Ultrasound (US) has been shown to be as accurate as plain films in the diagnosis of SBO.7 Determination of the transition point can be made in most cases,6 and peritoneal fluid detected by ultrasound may suggest ischemia.8 While not widely used, US has the advantage of availability, affordability, and repeatability without radiation exposure, but is limited by its insensitivity in low-grade obstruction and the availability of expert technologists.
Contrast examination of the small bowel with plain films or fluoroscopy has been used with some success in cases of low-grade or partial obstructions that are difficult to detect on CT scan.3,6 In addition, water-soluble contrast studies can accurately predict the need for surgery,9 and the contrast material may shift fluid into the partially obstructed bowel, hastening return of bowel function and shortening hospital length of stay.10
Classic findings in SBO include dilated loops of small intestine with colonic collapse.

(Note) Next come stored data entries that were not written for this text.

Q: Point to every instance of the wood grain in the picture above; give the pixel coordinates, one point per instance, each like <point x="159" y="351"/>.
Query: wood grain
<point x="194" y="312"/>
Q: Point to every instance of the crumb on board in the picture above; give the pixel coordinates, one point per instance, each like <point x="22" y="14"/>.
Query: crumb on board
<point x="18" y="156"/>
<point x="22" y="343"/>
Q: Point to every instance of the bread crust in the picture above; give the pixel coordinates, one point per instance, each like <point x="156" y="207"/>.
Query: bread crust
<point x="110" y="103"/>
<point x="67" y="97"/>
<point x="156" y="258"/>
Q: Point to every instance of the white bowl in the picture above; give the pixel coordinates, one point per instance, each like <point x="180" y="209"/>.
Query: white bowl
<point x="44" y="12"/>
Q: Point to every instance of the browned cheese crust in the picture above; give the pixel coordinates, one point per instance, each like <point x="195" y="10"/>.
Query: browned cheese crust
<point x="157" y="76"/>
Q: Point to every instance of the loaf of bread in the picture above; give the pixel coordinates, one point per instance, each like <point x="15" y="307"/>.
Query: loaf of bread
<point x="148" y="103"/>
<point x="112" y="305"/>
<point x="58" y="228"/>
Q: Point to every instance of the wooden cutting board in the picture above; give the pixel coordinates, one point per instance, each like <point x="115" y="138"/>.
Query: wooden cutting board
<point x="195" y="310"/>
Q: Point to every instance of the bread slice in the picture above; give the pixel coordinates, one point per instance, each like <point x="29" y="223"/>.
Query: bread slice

On upright films, there may be air-fluid levels, typically with a “stair step” appearance. Rarely, radiopaque foreign bodies are identified (e.g., gallstones). In some cases, free air under the diaphragm can indicate bowel perforation. In addition, bowel perforation can be suggested by the ability to delineate both the luminal surface and the serosa of bowel. The presence of air in the colon makes the diagnosis of complete obstruction less likely (Table 9–2 and Figures 9–2, 9–3, and 9–4).

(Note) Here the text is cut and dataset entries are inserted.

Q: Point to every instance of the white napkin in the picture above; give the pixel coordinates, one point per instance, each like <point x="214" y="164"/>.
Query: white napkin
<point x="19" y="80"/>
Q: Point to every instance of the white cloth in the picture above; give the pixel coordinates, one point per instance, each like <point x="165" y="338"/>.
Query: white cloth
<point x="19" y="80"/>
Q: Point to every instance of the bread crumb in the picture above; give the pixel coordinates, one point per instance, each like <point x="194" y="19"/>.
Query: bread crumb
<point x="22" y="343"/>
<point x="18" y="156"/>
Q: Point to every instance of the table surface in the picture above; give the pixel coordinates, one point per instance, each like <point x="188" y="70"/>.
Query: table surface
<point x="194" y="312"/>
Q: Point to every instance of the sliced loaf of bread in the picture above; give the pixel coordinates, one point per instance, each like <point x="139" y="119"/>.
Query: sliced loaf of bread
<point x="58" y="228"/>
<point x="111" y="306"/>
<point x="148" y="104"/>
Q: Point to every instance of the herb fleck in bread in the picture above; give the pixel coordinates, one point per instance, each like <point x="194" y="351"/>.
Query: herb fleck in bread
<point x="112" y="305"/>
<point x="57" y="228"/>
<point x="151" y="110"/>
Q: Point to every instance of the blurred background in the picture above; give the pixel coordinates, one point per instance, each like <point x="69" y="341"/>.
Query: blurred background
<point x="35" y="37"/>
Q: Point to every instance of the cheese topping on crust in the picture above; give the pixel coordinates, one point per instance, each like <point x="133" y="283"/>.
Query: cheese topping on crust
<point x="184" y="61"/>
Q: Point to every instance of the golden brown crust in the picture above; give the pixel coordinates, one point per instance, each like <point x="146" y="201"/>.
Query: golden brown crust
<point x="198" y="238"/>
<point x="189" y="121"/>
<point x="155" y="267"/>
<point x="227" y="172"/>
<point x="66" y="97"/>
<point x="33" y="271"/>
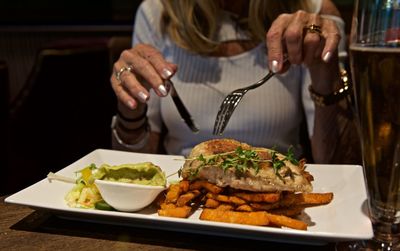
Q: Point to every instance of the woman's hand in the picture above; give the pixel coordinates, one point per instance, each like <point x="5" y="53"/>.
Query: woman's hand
<point x="145" y="68"/>
<point x="303" y="37"/>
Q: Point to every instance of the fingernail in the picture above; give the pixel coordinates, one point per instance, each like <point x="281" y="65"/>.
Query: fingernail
<point x="327" y="56"/>
<point x="274" y="66"/>
<point x="131" y="104"/>
<point x="162" y="89"/>
<point x="142" y="96"/>
<point x="166" y="73"/>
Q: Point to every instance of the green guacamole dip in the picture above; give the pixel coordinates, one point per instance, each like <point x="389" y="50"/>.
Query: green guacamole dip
<point x="145" y="173"/>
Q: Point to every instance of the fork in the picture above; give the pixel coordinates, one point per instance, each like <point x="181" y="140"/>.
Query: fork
<point x="230" y="103"/>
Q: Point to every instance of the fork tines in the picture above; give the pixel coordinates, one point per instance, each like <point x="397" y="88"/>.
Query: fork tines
<point x="225" y="112"/>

Loops >2.5 to 3 cm in diameter are considered dilated. As with plain films, SBO on CT scan appears as dilated loops of small bowel with air-fluid levels and collapse of distal bowel. Proximal dilated loops become “fecalized” when static fluid becomes mixed with bacterial gas, and as an isolated finding predicts the need for hospitalization, the need for surgery, and 82% specificity for the diagnosis of SBO.11 A transition point can sometimes be seen, and adhesions are suggested by the absence of an intrinsic lesion at the point of narrowing. The anatomic position of dilated loops is altered, so the relative length of the dilated portion to the collapsed portion should be considered when attempting to localize the obstruction. Strangulation is suggested by wall thickness >3 mm, and by decreased, asymmetric, or delayed enhancement of the bowel wall with administration of intravenous contrast. A halo sign is a serrated, bead-like narrowing at the point of obstruction suggesting strangulation. Likewise, gas in the portal venous system is a grave sign associated with ischemic bowel. Haziness or obliteration of the mesenteric vessels is also a sign of potential ischemia, often accompanied by fluid or hemorrhage in the mesentery. A “whirl” sign is a swirl of rotated mesenteric vessels in the mesentery, consistent with volvulus (Table 9–3 and Figures 9–5, 9–6, 9–7, 9–8, 9–9, 9–10, 9–11, 9–12, 9–13, and 9–14).